Kampo spread rapidly during the period 1985-1995; after that, the number of practitioners stabilized at a nearly constant level. By 1985, it was reported that about 20-25% of the medical doctors in Japan were including some herb prescribing in their practice. However, as pointed out by Terasawa Katsutoshi, only about 100 or so doctors were routinely prescribing Kampo medicines to their patients. The proportion of doctors that provide some Kampo medicines has risen to about 50% or more by some estimates, with a proportional increase in Kampo specialists (more than 200). In addition, there are about 10,000 pharmacies in Japan that dispense herb formulas. About 2% of total drug expenditures in Japan are herbal medicines, the largest part of them provided by Tsumora Juntendo, with contributions from about 20 smaller manufacturers.
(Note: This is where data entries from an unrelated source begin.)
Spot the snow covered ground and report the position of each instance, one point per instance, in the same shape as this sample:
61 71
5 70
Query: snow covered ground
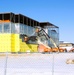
37 64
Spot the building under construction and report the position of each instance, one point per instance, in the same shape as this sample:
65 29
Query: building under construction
14 28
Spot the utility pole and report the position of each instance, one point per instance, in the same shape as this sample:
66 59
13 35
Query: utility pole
53 64
5 71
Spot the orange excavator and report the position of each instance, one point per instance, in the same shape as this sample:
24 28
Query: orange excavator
42 46
41 38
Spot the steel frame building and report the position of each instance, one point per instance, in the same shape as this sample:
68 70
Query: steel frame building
13 27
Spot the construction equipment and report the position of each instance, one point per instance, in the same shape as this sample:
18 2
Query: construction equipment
41 38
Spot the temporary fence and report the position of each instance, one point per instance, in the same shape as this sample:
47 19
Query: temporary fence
37 64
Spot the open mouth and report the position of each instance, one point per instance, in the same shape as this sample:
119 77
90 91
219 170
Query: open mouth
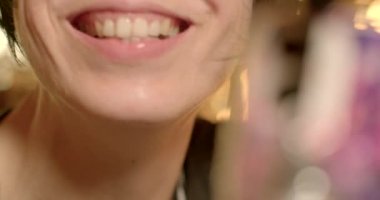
129 27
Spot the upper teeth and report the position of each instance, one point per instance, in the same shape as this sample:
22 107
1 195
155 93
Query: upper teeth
128 29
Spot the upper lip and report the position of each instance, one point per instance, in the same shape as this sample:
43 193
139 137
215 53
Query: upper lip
135 6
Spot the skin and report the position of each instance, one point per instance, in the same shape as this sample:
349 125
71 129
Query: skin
97 128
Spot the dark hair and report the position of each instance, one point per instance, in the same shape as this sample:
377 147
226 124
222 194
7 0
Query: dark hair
7 23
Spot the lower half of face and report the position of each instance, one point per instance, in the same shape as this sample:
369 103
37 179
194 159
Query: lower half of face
147 60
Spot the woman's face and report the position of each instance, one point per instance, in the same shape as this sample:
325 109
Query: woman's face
147 60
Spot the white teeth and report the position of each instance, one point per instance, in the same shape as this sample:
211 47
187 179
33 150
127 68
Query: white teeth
99 29
165 27
123 28
174 31
140 28
133 30
154 29
108 28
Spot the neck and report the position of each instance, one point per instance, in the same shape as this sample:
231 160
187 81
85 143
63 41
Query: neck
86 157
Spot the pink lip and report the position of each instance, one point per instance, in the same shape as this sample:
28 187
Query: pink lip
116 49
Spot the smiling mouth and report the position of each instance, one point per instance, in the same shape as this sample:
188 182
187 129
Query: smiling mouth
130 27
129 36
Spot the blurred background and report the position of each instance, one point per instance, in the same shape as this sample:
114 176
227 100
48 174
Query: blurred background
306 104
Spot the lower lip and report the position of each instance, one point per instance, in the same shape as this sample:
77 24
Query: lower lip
119 50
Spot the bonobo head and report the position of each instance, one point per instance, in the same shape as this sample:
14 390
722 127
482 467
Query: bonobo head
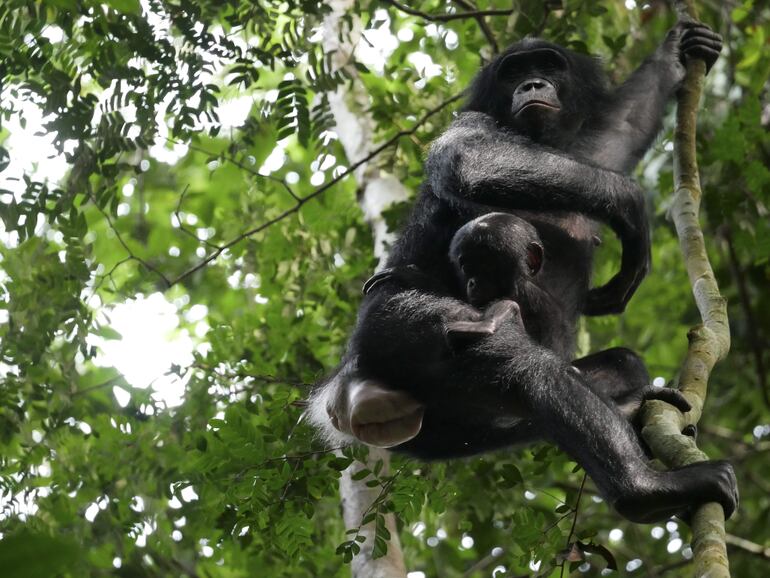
541 90
494 256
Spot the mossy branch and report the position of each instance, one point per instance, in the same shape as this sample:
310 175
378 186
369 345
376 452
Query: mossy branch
709 342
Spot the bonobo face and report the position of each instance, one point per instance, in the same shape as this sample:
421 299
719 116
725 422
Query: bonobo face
535 79
494 256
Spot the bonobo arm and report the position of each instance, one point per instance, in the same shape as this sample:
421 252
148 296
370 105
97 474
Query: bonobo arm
626 125
477 162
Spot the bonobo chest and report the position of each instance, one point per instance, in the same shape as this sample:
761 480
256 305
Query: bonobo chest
569 240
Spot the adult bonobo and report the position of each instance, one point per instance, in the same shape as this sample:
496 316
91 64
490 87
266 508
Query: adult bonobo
544 137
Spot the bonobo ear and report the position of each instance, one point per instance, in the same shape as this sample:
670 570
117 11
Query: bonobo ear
534 257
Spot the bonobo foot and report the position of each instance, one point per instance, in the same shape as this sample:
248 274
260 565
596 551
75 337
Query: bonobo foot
679 491
461 333
375 415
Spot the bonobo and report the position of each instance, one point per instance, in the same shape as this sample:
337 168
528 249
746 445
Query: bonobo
544 137
498 257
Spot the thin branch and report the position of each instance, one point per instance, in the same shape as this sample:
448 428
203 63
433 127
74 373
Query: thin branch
485 29
574 521
319 191
447 17
185 229
751 326
131 254
748 546
240 164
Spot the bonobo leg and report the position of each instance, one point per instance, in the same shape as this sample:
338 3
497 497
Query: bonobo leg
405 329
588 427
619 374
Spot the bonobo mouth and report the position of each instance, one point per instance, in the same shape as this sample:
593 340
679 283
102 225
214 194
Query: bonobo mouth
536 103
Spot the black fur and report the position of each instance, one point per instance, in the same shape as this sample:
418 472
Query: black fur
543 136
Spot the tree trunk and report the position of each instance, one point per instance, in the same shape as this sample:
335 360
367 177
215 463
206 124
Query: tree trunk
354 129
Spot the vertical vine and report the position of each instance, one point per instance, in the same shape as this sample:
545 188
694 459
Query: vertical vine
709 342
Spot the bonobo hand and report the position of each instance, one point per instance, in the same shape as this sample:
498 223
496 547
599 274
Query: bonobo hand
630 223
462 333
631 403
375 415
691 39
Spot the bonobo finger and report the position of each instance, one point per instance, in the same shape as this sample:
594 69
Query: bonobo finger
699 41
383 417
669 395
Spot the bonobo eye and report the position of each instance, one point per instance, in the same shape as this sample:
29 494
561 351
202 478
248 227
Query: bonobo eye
536 59
534 257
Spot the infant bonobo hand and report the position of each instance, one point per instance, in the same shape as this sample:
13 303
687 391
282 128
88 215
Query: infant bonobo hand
375 415
462 333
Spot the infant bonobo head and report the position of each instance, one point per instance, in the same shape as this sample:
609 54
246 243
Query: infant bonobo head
494 255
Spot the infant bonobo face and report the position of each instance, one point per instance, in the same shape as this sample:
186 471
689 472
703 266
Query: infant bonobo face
493 255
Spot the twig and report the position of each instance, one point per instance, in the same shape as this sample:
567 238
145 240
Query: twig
319 191
485 29
447 17
574 521
131 254
240 164
748 546
181 224
743 294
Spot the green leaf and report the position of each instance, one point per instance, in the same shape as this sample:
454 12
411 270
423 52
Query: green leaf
35 555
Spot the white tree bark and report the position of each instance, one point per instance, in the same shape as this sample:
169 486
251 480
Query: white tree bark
354 127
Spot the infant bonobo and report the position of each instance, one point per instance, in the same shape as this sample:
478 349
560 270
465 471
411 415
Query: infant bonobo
497 258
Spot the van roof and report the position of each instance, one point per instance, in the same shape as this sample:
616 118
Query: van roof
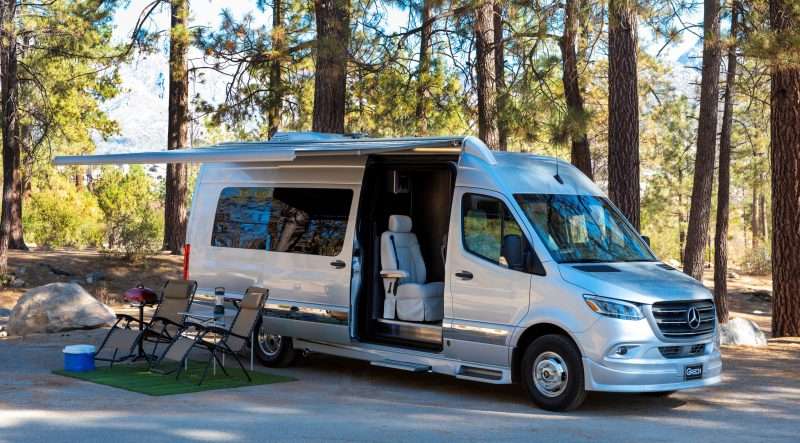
282 148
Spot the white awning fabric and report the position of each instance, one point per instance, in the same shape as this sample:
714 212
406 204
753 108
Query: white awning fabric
280 151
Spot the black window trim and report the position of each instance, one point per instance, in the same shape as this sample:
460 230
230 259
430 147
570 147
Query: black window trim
513 216
275 186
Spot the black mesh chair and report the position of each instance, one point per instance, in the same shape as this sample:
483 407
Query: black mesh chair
128 338
230 341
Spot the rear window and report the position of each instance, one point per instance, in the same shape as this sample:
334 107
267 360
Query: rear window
298 220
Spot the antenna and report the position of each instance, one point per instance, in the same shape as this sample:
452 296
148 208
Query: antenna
558 177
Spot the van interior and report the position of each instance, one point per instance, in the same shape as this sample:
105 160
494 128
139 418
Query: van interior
402 228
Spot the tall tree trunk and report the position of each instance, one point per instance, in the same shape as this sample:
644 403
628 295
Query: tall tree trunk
581 157
275 82
17 240
484 66
623 109
424 68
785 160
333 35
178 129
9 83
700 210
754 218
724 187
500 77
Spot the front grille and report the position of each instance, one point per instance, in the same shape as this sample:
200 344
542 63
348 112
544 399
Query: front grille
673 321
682 351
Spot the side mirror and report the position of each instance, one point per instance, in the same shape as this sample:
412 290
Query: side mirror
512 251
532 263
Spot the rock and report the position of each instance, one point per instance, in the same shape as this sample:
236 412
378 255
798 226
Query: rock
57 271
57 307
94 277
740 331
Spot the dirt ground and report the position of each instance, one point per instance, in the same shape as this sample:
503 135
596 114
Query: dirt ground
348 400
37 268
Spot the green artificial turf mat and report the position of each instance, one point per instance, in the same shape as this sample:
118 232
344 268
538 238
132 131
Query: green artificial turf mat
136 378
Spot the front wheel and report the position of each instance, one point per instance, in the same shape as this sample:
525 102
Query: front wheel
553 373
273 350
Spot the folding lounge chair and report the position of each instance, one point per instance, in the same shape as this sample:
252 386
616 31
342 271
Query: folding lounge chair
124 338
229 341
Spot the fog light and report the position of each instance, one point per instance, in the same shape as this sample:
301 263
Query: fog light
622 351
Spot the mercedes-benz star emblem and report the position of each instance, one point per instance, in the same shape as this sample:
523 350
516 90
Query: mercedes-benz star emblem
693 318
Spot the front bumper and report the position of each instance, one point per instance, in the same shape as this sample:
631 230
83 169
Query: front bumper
644 369
650 375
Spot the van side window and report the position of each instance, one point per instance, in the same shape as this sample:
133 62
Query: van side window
486 222
299 220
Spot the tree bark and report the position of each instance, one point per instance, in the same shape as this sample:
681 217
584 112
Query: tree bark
333 36
178 129
500 77
785 160
424 68
485 70
9 83
275 81
724 186
700 209
580 155
623 109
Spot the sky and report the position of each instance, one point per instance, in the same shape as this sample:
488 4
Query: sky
141 109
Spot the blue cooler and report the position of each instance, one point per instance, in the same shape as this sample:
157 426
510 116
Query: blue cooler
79 358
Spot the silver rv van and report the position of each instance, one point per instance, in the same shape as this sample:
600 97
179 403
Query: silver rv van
439 255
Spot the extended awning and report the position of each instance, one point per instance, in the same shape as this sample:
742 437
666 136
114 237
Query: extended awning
282 149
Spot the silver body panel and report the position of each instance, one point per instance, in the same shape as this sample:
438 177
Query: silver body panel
484 318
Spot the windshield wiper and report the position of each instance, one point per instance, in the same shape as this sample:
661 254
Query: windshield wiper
586 260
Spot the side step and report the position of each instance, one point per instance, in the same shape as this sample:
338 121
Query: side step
481 374
404 366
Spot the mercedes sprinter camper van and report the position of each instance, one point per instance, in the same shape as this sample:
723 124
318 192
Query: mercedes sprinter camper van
439 255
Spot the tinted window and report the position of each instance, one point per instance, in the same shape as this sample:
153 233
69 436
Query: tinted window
582 229
300 220
486 221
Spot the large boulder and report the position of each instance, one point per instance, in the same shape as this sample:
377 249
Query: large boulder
57 307
741 331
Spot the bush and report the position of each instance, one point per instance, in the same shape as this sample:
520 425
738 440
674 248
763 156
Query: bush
132 208
59 215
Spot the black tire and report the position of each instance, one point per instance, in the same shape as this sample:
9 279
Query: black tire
561 384
274 351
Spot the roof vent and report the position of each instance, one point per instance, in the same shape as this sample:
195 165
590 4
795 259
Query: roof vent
295 137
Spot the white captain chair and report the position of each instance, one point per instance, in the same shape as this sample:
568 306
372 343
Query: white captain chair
408 297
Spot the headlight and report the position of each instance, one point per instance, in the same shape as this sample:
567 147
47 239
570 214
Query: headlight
613 308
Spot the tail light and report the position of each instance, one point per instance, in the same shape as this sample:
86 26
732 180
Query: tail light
186 250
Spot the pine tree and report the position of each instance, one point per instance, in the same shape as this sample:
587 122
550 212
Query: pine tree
700 211
623 109
175 201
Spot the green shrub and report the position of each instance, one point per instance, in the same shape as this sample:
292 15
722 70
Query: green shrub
134 217
58 215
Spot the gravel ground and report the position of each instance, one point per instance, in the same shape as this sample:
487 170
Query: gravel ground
338 399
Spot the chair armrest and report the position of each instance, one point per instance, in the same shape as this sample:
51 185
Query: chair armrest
167 321
394 273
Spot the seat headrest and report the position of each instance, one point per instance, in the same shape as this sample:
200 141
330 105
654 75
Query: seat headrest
399 223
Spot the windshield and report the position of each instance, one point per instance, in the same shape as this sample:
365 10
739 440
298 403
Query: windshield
582 229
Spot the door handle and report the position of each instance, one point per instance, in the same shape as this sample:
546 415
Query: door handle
464 275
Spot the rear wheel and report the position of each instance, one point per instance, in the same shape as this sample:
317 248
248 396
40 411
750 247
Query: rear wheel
272 349
553 373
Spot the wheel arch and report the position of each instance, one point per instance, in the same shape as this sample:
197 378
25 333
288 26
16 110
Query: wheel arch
527 337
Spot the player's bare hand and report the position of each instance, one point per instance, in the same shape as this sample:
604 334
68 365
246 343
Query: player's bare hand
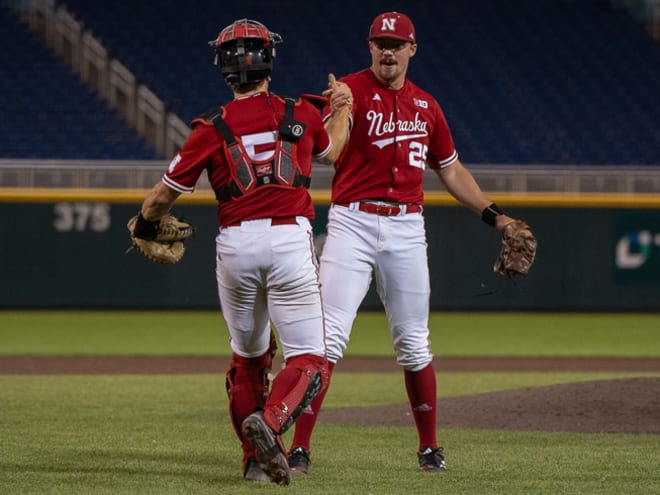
339 93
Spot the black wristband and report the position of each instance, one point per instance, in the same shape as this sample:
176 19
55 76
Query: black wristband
490 212
146 229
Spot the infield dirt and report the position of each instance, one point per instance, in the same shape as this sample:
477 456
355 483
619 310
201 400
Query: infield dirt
630 405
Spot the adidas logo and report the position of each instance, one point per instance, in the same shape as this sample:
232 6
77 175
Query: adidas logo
423 408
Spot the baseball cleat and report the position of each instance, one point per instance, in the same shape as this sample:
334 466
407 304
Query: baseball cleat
267 449
432 460
299 460
253 471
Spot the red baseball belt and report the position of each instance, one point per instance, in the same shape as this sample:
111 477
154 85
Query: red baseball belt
382 209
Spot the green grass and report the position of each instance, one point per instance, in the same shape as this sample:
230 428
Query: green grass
70 435
170 435
452 334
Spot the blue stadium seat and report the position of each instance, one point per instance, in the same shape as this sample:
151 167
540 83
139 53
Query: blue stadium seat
544 82
48 113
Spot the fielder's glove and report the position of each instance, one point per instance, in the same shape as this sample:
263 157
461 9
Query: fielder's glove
518 250
160 241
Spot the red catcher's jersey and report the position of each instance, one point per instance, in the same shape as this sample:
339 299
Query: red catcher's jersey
395 134
255 121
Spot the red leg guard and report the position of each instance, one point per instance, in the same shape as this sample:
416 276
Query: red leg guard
247 390
302 436
294 388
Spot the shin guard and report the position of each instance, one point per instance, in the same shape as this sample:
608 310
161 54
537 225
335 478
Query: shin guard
299 382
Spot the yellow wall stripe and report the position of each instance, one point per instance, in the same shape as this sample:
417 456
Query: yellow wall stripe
559 200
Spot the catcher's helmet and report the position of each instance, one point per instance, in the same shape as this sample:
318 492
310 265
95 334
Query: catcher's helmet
245 51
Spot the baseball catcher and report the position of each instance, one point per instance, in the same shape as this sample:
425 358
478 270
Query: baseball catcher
160 241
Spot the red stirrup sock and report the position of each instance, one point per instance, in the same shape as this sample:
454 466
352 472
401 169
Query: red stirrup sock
421 388
302 436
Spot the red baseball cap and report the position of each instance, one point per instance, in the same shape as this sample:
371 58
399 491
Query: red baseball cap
392 25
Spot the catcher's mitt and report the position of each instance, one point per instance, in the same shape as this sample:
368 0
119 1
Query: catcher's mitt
163 241
518 250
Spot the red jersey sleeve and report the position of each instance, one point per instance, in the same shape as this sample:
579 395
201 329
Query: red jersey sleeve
187 166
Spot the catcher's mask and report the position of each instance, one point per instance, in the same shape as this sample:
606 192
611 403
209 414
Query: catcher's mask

Kampo medicine research is conducted at the Toyama Medical and Pharmaceutical University in Toyama, the Kitazato Institute in Tokyo, and the Kinki University Medical Teaching Hospital near Osaka, as well as at other sites. Surveys conducted in Japan have revealed that the main uses of Kampo medicines are treatment of hepatitis, menopausal syndrome, common cold and other upper respiratory tract infections, autonomic nervous dysfunctions, constipation, cough and asthma, skin diseases (mainly eczema and other categories of dermatitis), lumbago and neuralgia, and gastro-intestinal disturbances.